- Born: James Love Barksdale January 24, 1943 (age 83) Jackson, Mississippi, U.S.
- Education: University of Mississippi
- Known for: CEO of Netscape COO of FedEx Board Member of Time Warner
- Spouses: Sarah Weems "Sally" McDonnell ​ ​(m. 1965; died 2003)​; Donna Kennedy Sones ​ ​(m. 2005)​;
- Children: 6

= James L. Barksdale =

American executive

James Love Barksdale (born January 24, 1943) is an American executive who served as the president and CEO of Netscape from January 1995 until the company merged with AOL in March 1999.

==Early life==
James Barksdale was born in Jackson, Mississippi. He received a B.A. in business administration from the University of Mississippi in 1965. While there, Barksdale became a member of the Eta chapter of the Sigma Chi fraternity.

==Career==
As CEO of Netscape, Barksdale was called before Congress several times during hearings about Microsoft and its alleged abuse of its operating system monopoly to dominate the web browser market (see also: Browser wars). At one point he addressed the entire room: "How many of you use Intel-based PCs in this audience, not Macintoshes?" Most people in the room raised their hands. "Of that group who use PCs, how many of you use a PC without Microsoft's operating system?" All of the hands went down. He said to the Senate panel, "Gentlemen, that is a monopoly."

Before Netscape, Barksdale had worked as CEO of McCaw Cellular/AT&T Wireless and, before that, as Vice President and COO of FedEx. After departing Netscape, he founded The Barksdale Group, an investment and advisory group created for the purpose of helping Internet service companies. He served on the boards of AOL and its successors (AOL Time Warner and then TimeWarner), as well as Sun Microsystems, myCFO, FedEx (until 2018) and Mississippi Today. President George W. Bush appointed him to the President's Foreign Intelligence Advisory Board in 2002.

Between March and July 2009, construction crews working for Barksdale's Spread Networks completed a nearly straight fiber-optic link between Chicago and New York City. By shaving 3 milliseconds off the previously fastest connection between these two trading centers, Barksdale, according to some industry insiders, can charge 8 to 10 times the going rate because any algorithmic trading algorithm not operating on his network is at a significant speed disadvantage. The line was built almost entirely with his personal funds and in secret lest a competitor attempt to build another line before he was able to finish it.

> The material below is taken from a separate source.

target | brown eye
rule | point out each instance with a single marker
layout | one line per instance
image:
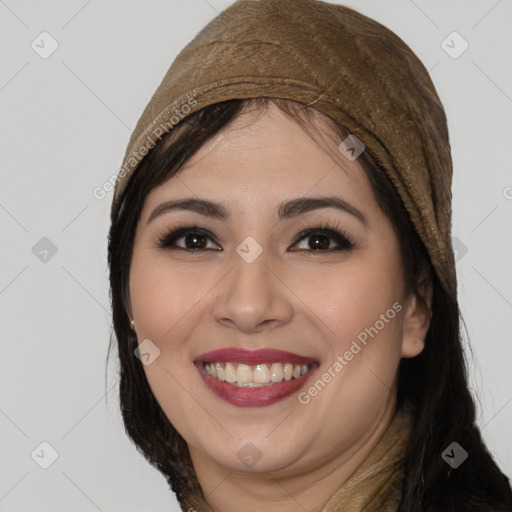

==Personal life and philanthropy==
He and his late wife, Sally, gave a US$5.4 million endowment to the University of Mississippi to help form the McDonnell-Barksdale Honors College. In January 2000, they gave US$100 million to the State of Mississippi to create The Barksdale Reading Institute, a joint venture with the Mississippi Department of Education and the state's public universities.

His wife, Sally Barksdale, died of cancer in 2003. He has three children and five grandchildren. To honor his deceased wife, Barksdale asked that the Honors College be renamed the Sally McDonnell Barksdale Honors College.

In 2005, he married Donna Kennedy Sones of Jackson, Mississippi; between them they have six children and five grandchildren. Barksdale's latest gift, given in conjunction with his wife Donna, created the Mississippi Principal Corps at the University of Mississippi that aims to change the way the state's school principals are trained.

His brother, Rhesa Barksdale, is a federal judge on the U.S. Court of Appeals for the Fifth Circuit.